At two o'clock on the morning of the 12th Lincoln proposed to yield, and on that day the city and garrison were surrendered, and the latter, as well as the adult citizens, became prisoners of war. The latter were paroled; and by this extraordinary proceeding Clinton could boast of over 5,000 captives. The city was given up to pillage by the British and Hessian troops. When the whole amount of plunder was appraised for distribution, it aggregated in value $1,500,000. Clinton and his major-generals each received about $20,000. Houses were rifled of plate, and slaves were seized, driven on board the ships, and sent to the West Indies to be sold, so as to swell the moneygains of the conquerors. Over 2,000 men and women, without regard to the separation of families, were sent at one embarkation; and only upon the promise of [101] unconditional loyalty to the crown was British protection offered to citizens. In utter violation of the terms of surrender, a large number of the leading men of Charleston were taken from their beds (August) by armed men, and thrust on board filthy prison-ships, under the false accusation of being concerned in a conspiracy to burn the town and murder the loyal inhabitants.

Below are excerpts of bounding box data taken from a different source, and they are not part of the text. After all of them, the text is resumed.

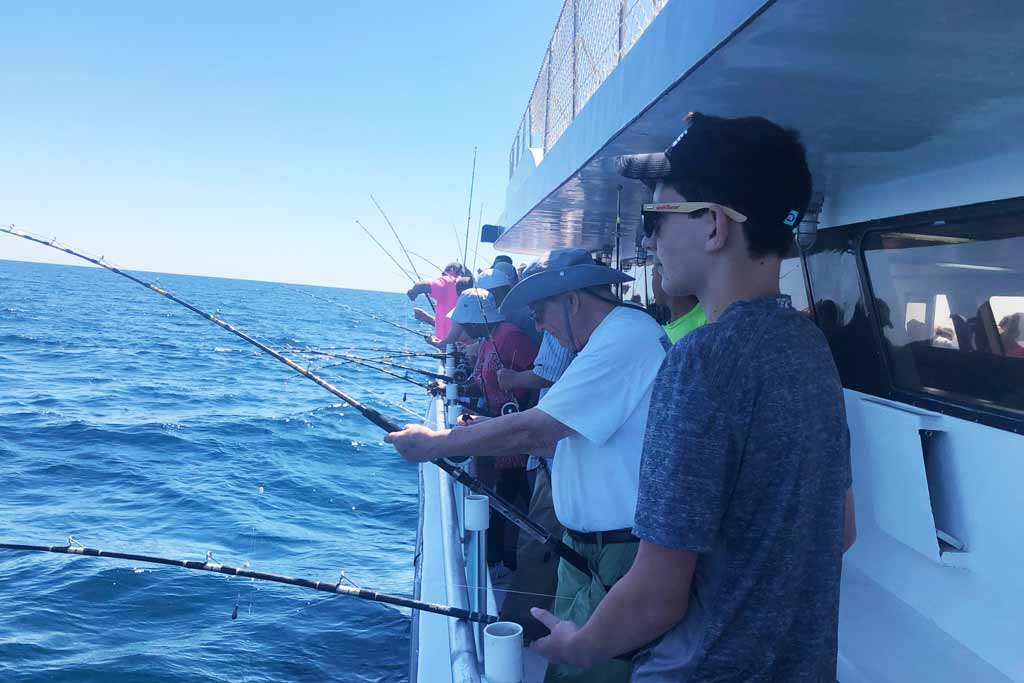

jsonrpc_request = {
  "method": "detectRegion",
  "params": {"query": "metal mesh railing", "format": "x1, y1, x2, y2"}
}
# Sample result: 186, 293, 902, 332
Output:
509, 0, 668, 177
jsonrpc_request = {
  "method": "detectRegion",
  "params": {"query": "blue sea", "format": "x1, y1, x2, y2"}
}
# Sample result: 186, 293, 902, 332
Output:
0, 260, 430, 683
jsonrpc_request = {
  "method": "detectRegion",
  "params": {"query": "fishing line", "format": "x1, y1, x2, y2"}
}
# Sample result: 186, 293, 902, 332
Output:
360, 195, 437, 315
0, 226, 593, 577
370, 195, 425, 286
299, 353, 452, 382
355, 220, 416, 285
470, 202, 483, 273
279, 283, 430, 343
462, 147, 476, 274
406, 249, 444, 271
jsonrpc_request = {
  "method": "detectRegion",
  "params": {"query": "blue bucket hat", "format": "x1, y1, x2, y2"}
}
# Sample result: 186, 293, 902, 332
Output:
502, 249, 633, 314
447, 288, 505, 325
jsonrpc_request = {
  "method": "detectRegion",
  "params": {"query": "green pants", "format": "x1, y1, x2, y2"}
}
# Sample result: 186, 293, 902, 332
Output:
544, 533, 639, 683
501, 466, 562, 629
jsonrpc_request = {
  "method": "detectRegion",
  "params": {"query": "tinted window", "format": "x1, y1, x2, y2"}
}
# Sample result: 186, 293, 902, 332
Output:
778, 256, 811, 315
863, 215, 1024, 413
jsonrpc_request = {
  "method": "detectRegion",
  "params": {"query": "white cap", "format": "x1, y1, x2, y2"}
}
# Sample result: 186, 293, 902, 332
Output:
449, 287, 505, 325
476, 268, 513, 291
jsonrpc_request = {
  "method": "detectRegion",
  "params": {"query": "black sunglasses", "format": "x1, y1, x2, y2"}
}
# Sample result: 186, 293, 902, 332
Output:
640, 202, 746, 238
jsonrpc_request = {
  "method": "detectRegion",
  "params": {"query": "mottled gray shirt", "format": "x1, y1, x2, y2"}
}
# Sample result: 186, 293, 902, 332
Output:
633, 297, 850, 683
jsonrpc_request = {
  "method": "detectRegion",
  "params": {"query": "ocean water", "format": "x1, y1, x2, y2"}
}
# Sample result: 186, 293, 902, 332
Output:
0, 260, 429, 683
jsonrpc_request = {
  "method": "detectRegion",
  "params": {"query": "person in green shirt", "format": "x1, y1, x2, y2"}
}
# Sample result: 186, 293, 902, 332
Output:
651, 264, 708, 344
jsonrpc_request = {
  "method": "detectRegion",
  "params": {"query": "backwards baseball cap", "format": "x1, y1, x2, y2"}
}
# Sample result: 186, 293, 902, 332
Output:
476, 268, 515, 290
615, 112, 811, 236
502, 249, 633, 313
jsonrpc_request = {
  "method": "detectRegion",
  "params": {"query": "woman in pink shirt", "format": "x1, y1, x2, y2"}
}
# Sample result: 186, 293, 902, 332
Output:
406, 261, 472, 340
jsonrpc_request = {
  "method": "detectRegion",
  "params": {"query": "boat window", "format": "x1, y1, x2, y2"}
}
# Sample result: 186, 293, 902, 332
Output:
863, 214, 1024, 414
778, 256, 811, 315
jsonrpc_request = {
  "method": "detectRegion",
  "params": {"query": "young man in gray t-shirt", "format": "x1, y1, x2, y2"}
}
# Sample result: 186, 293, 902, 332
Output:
535, 114, 853, 683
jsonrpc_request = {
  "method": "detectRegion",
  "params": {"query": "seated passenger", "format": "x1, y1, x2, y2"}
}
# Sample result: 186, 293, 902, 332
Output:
385, 249, 670, 682
535, 114, 853, 683
450, 289, 537, 569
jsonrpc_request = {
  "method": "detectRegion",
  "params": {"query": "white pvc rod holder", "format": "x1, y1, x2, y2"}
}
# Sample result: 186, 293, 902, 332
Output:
465, 494, 490, 663
466, 494, 490, 531
483, 622, 522, 683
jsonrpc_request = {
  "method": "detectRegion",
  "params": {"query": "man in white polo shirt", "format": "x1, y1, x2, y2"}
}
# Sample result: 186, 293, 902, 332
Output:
385, 249, 670, 683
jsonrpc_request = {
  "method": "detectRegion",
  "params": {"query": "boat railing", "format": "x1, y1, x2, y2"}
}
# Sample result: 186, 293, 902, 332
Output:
436, 356, 487, 683
509, 0, 668, 178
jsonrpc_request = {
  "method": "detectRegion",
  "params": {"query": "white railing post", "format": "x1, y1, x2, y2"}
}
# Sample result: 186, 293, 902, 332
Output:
466, 494, 490, 665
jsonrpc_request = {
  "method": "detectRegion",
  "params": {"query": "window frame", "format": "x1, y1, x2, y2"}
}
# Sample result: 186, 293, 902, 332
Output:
851, 197, 1024, 434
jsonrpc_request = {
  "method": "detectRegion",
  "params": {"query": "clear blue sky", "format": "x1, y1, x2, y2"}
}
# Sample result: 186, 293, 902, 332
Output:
0, 0, 561, 290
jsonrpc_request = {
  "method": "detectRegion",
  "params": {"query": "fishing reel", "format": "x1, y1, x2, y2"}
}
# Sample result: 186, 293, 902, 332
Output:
452, 365, 473, 384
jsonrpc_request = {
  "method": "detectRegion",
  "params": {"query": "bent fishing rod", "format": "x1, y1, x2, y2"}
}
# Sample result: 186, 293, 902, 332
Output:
0, 226, 593, 577
306, 351, 454, 382
0, 539, 499, 624
317, 358, 430, 390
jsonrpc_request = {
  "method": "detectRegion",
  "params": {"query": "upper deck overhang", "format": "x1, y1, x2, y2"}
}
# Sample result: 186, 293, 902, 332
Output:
495, 0, 1024, 253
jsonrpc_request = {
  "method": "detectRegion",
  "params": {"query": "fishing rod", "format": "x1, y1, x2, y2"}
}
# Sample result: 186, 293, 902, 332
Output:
281, 283, 430, 342
452, 221, 465, 265
0, 226, 593, 577
0, 538, 498, 624
318, 358, 430, 389
462, 147, 476, 263
370, 195, 437, 315
406, 249, 444, 271
285, 344, 436, 358
370, 195, 423, 280
355, 220, 417, 285
299, 351, 453, 382
286, 346, 449, 360
470, 202, 483, 272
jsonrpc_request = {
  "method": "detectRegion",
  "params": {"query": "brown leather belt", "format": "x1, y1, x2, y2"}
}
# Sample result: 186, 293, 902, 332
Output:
565, 528, 640, 546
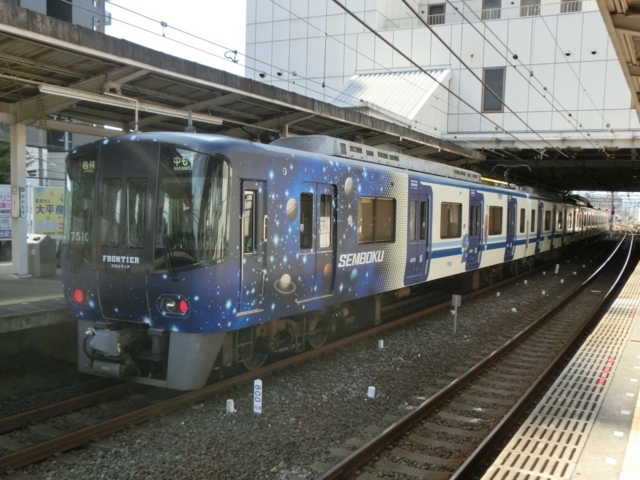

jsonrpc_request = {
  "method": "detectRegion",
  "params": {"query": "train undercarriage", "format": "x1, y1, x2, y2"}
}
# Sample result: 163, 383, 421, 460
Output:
78, 244, 592, 390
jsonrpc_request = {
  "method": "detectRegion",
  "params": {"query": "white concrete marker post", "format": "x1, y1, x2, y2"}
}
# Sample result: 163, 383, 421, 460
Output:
451, 295, 462, 335
253, 378, 262, 417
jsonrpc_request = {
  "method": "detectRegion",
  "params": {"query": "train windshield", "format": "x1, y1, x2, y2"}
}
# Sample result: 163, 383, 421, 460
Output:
154, 147, 230, 270
63, 151, 97, 269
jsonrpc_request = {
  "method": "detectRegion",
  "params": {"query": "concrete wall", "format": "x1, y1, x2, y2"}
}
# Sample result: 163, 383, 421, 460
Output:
246, 0, 640, 147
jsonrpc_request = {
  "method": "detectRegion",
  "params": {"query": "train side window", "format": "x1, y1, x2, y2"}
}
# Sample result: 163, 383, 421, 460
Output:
530, 210, 536, 233
469, 205, 481, 237
489, 206, 502, 235
242, 190, 256, 254
358, 197, 374, 243
420, 202, 427, 240
374, 198, 396, 243
409, 200, 418, 242
300, 193, 313, 249
318, 194, 333, 248
124, 178, 147, 248
440, 202, 462, 238
100, 178, 122, 247
544, 210, 551, 231
358, 197, 396, 243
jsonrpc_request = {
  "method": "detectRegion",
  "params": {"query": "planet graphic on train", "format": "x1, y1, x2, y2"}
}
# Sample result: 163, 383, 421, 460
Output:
273, 273, 296, 295
323, 263, 333, 278
349, 268, 358, 283
344, 177, 353, 197
286, 198, 298, 222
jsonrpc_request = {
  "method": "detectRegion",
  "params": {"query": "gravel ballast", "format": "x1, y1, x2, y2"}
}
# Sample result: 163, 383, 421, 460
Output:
10, 256, 602, 480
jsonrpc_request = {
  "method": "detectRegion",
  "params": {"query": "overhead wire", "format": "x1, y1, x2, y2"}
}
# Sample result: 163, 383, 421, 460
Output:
333, 0, 560, 160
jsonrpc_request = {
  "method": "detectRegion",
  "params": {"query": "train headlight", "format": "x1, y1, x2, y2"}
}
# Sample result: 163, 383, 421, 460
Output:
158, 295, 191, 317
69, 288, 89, 305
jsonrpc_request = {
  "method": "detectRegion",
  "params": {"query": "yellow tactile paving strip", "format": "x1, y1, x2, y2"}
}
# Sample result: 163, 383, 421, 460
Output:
620, 364, 640, 480
483, 265, 640, 480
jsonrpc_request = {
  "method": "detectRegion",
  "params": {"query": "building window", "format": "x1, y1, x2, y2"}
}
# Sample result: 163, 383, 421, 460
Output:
482, 0, 500, 20
482, 67, 505, 112
489, 207, 502, 235
440, 202, 462, 238
427, 3, 445, 25
520, 0, 540, 17
560, 0, 582, 13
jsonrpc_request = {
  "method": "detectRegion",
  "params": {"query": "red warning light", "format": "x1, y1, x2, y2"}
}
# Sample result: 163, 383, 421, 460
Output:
71, 288, 84, 303
178, 300, 189, 314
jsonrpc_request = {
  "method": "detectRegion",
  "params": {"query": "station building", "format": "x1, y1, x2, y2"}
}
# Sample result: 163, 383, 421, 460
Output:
246, 0, 640, 155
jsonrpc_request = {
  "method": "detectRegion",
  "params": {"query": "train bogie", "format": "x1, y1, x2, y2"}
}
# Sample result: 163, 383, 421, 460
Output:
62, 133, 604, 389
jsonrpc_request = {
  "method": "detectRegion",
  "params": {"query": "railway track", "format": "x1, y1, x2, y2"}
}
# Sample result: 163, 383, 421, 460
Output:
0, 240, 620, 471
321, 234, 633, 480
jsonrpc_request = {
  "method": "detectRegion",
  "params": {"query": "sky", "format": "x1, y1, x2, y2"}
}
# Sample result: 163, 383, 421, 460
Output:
106, 0, 246, 76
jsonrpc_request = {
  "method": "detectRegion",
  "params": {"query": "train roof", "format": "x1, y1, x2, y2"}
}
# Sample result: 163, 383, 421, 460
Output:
269, 135, 482, 187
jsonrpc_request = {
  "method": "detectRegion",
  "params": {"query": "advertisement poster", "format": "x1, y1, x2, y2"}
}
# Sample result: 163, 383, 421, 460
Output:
33, 187, 64, 238
0, 185, 11, 242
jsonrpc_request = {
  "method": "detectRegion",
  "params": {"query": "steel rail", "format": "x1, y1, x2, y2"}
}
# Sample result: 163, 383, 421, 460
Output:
319, 235, 631, 480
0, 240, 608, 472
450, 234, 634, 480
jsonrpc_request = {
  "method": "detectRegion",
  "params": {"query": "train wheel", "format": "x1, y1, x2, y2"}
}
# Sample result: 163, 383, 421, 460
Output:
242, 337, 269, 372
307, 322, 329, 348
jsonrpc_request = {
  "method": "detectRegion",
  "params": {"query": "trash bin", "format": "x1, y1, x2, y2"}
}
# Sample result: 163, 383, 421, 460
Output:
27, 233, 56, 277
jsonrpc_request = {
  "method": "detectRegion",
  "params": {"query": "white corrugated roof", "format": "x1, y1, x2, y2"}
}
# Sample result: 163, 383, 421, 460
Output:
333, 68, 451, 120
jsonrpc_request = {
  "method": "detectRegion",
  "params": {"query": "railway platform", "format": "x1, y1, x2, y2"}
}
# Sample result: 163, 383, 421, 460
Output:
483, 258, 640, 480
0, 263, 73, 333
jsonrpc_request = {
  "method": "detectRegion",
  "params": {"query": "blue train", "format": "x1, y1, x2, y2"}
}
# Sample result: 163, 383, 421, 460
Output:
62, 133, 607, 390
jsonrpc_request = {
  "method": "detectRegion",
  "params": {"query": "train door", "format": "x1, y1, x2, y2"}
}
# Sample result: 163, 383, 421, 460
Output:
463, 188, 486, 270
296, 182, 336, 301
535, 200, 544, 253
313, 183, 336, 297
238, 180, 268, 312
504, 195, 518, 262
405, 193, 430, 278
549, 204, 558, 248
95, 143, 157, 321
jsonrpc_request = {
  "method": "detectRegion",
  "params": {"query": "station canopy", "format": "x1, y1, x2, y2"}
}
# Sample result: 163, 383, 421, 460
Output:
0, 4, 640, 192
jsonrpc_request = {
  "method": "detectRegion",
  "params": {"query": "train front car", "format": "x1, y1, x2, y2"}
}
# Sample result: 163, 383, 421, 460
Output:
62, 134, 232, 390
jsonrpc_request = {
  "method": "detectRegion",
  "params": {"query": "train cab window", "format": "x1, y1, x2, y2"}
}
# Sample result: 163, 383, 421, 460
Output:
440, 202, 462, 238
489, 206, 502, 235
124, 178, 147, 248
242, 190, 256, 255
420, 202, 427, 240
529, 210, 536, 233
544, 210, 551, 231
100, 178, 122, 247
358, 197, 396, 243
300, 193, 313, 249
318, 194, 333, 248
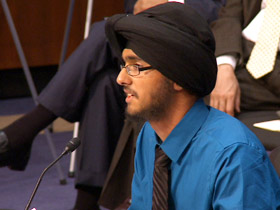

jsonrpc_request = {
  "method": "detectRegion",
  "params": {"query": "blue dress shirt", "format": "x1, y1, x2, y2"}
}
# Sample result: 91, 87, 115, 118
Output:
129, 100, 280, 210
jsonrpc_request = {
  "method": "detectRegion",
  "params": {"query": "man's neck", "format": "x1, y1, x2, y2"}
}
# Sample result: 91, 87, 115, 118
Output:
149, 93, 197, 141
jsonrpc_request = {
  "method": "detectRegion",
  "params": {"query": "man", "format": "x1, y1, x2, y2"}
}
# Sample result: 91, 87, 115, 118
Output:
106, 3, 280, 210
210, 0, 280, 150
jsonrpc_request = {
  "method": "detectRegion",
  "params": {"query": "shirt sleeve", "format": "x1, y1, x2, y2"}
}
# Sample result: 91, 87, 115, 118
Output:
212, 144, 280, 210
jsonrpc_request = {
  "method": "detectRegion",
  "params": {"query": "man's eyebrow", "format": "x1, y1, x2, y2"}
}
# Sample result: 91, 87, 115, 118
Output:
123, 55, 142, 61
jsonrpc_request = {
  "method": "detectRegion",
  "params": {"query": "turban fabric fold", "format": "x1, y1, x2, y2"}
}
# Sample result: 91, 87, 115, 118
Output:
106, 2, 217, 97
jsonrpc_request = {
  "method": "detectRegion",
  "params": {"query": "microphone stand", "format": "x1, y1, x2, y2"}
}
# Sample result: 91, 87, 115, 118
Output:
24, 150, 69, 210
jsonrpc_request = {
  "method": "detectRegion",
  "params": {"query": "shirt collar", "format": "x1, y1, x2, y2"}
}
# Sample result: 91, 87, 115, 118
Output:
156, 99, 209, 162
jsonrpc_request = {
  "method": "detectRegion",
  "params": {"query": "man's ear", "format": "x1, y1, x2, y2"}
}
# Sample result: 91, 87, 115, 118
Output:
173, 82, 183, 91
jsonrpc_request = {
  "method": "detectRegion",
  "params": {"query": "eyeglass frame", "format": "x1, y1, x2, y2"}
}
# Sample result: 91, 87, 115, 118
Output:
120, 64, 153, 77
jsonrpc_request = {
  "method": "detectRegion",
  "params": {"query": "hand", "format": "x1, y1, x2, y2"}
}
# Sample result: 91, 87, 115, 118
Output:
210, 64, 240, 116
133, 0, 167, 14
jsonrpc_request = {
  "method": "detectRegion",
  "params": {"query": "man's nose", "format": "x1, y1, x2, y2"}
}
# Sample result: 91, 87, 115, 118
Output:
117, 68, 132, 86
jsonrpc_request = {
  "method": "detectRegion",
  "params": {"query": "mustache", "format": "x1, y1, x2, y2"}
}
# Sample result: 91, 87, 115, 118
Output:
123, 87, 138, 98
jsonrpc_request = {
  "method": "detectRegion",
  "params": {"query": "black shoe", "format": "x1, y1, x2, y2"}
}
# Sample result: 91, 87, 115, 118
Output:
0, 131, 32, 171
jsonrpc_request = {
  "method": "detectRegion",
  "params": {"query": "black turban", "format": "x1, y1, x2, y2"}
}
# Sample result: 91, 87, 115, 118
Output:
106, 2, 217, 97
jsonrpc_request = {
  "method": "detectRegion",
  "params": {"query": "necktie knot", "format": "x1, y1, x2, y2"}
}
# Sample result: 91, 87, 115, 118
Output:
152, 147, 171, 210
155, 147, 171, 167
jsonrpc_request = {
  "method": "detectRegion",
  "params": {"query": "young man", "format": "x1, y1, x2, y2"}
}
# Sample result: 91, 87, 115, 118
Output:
106, 3, 280, 210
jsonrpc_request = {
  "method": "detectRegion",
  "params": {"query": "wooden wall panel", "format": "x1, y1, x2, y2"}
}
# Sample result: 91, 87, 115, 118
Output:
0, 0, 123, 70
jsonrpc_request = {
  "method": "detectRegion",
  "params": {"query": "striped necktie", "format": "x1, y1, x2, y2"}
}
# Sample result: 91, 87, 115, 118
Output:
153, 147, 171, 210
246, 0, 280, 79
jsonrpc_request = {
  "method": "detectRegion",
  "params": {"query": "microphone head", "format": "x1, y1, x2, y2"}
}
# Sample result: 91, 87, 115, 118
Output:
65, 137, 81, 153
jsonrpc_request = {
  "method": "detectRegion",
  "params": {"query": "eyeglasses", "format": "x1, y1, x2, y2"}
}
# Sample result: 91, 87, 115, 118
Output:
120, 64, 153, 76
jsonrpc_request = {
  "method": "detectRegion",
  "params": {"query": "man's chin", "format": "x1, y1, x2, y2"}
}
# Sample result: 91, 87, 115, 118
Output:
125, 109, 146, 122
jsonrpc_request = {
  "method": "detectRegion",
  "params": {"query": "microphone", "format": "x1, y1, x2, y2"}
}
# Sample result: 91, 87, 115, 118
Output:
24, 137, 81, 210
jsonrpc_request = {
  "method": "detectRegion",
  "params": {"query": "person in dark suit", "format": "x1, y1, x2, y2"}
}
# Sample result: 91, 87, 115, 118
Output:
0, 0, 222, 210
210, 0, 280, 151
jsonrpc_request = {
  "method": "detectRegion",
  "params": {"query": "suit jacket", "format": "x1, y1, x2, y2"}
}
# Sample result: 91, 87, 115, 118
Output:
211, 0, 280, 150
211, 0, 262, 62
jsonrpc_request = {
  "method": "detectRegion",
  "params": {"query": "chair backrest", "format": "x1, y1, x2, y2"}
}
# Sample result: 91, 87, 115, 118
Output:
269, 146, 280, 177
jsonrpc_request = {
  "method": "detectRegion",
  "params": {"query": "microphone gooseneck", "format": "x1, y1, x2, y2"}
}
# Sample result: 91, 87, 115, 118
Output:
24, 137, 81, 210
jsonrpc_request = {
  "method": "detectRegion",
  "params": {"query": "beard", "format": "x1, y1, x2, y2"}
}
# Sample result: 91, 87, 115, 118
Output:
126, 78, 175, 122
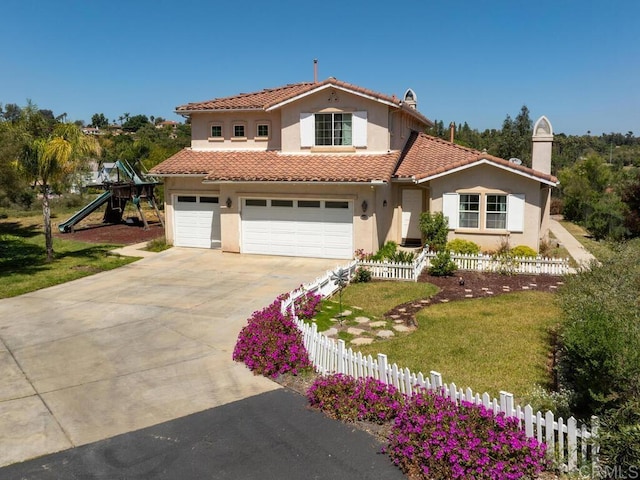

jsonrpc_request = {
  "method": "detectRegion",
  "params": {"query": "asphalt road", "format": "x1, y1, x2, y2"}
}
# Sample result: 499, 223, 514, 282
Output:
0, 389, 405, 480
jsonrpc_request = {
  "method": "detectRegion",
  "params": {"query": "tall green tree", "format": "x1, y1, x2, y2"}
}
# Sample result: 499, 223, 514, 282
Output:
18, 123, 100, 262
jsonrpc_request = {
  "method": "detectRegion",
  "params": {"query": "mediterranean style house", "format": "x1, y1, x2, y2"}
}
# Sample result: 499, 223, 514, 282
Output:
150, 78, 557, 259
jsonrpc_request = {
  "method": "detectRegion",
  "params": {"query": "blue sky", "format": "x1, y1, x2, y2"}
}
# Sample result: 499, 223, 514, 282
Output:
0, 0, 640, 136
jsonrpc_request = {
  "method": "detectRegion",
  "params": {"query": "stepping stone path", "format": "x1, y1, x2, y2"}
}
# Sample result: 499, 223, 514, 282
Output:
376, 330, 396, 338
350, 337, 374, 345
369, 320, 387, 328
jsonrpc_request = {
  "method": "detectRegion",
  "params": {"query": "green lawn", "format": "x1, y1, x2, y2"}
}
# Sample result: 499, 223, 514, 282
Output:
319, 282, 559, 399
0, 215, 136, 298
560, 220, 612, 260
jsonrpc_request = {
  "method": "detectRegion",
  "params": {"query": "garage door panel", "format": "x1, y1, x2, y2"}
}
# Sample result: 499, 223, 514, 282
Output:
174, 195, 220, 248
241, 200, 353, 258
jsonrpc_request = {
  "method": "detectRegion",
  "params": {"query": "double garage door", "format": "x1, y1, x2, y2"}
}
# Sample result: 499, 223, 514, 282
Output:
241, 198, 353, 258
174, 195, 353, 258
173, 195, 220, 248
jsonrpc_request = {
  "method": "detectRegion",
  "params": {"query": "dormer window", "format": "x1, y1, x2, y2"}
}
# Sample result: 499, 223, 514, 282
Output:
231, 122, 247, 141
209, 123, 224, 141
315, 113, 353, 146
256, 122, 269, 140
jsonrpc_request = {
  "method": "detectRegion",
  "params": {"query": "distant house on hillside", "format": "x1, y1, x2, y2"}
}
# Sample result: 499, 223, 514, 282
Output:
150, 78, 557, 259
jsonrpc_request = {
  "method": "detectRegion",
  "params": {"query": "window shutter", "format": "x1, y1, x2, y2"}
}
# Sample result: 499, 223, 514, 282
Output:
351, 111, 367, 147
300, 113, 315, 147
507, 193, 524, 232
442, 193, 459, 230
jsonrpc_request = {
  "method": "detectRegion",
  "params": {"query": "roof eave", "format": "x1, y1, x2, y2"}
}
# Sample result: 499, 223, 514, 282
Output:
414, 159, 558, 187
265, 82, 399, 112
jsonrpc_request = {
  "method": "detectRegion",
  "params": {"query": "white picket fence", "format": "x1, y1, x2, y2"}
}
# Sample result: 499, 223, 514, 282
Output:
358, 250, 429, 282
282, 261, 599, 472
358, 249, 571, 282
436, 252, 570, 275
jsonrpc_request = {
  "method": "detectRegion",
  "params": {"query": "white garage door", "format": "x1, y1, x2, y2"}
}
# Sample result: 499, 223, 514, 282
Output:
173, 195, 220, 248
242, 198, 353, 258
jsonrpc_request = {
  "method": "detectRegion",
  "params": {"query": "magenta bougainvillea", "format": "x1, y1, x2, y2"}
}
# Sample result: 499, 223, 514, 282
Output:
387, 392, 545, 480
307, 374, 546, 480
307, 374, 403, 424
233, 293, 321, 378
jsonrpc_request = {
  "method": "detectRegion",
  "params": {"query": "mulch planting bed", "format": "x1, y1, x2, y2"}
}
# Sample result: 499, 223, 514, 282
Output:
385, 271, 563, 326
54, 221, 164, 245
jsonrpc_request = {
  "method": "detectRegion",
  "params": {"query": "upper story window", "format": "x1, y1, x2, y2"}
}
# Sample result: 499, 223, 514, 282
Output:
315, 113, 353, 146
300, 111, 367, 148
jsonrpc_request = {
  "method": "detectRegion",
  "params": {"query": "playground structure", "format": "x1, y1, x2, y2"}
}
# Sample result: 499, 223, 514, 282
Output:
58, 160, 164, 233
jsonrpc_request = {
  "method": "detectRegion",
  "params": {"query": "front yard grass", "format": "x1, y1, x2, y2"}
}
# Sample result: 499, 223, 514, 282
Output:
0, 216, 137, 298
317, 282, 559, 401
560, 220, 613, 260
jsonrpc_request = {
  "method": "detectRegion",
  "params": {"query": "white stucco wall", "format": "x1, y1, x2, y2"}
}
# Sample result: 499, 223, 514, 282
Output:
191, 111, 281, 150
282, 88, 389, 153
430, 165, 545, 251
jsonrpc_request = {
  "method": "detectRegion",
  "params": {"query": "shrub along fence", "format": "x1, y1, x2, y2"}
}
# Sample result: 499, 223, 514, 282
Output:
282, 261, 599, 472
358, 249, 571, 282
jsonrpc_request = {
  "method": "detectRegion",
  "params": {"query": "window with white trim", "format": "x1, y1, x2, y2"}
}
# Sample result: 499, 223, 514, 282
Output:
315, 113, 353, 146
485, 194, 507, 230
211, 124, 222, 138
256, 123, 269, 138
458, 193, 480, 228
300, 111, 367, 148
442, 193, 525, 232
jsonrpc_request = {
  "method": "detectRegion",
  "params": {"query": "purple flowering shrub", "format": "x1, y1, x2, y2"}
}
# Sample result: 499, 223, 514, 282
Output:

The evacuation of the city took place on Dec. 14, 1782. Gen. Alexander Leslie (q. v.) had levelled the fortifications around the city, and demolished Fort Johnson, on St. John's Island, near by, on the morning of the 13th. The American army slowly approached the city that day, and at dawn the next morning the British marched to Gadsden's wharf and embarked. An American detachment took formal possession of the town. At 3 P. M. General Greene escorted Governor Mathews and other civil officers to the town-hall, the troops greeted on their way by cheers from windows and balconies, and even from house-tops. Handkerchiefs waved, and thousands of voices exclaimed, “God bless you, gentlemen! Welcome! Welcome!” Before night the British squadron (about 300 vessels) crossed the bar, and the last sail was seen like a white speck just as the sun went down.

The Democratic convention.

On April 23, 1860, about 600 representatives of the Democratic party assembled in convention in the hall of the South Carolina Institute in Charleston, and chose Caleb Cushing (q. v.), of Massachusetts, their chairman. From the first hour of the session knowing ones discovered omens of an impending tempest, which might topple from its foundations their political organization. Mr. Cushing's opening address to the convention pleased them. In it he declared it to be the mission of the Democratic party “to reconcile popular freedom with constituted order,” and to maintain “the sacred reserved rights of the sovereign States.” He charged the Republicans with “laboring to overthrow the Constitution.” He declared that the Republicans were aiming to produce “a perpetual sectional [102] conspiracy,” which would “hurry the country on to civil war,” and that it was “the high and noble part of the Democratic party of the Union to withstand—to strike down and conquer—these banded enemies of the Constitution.”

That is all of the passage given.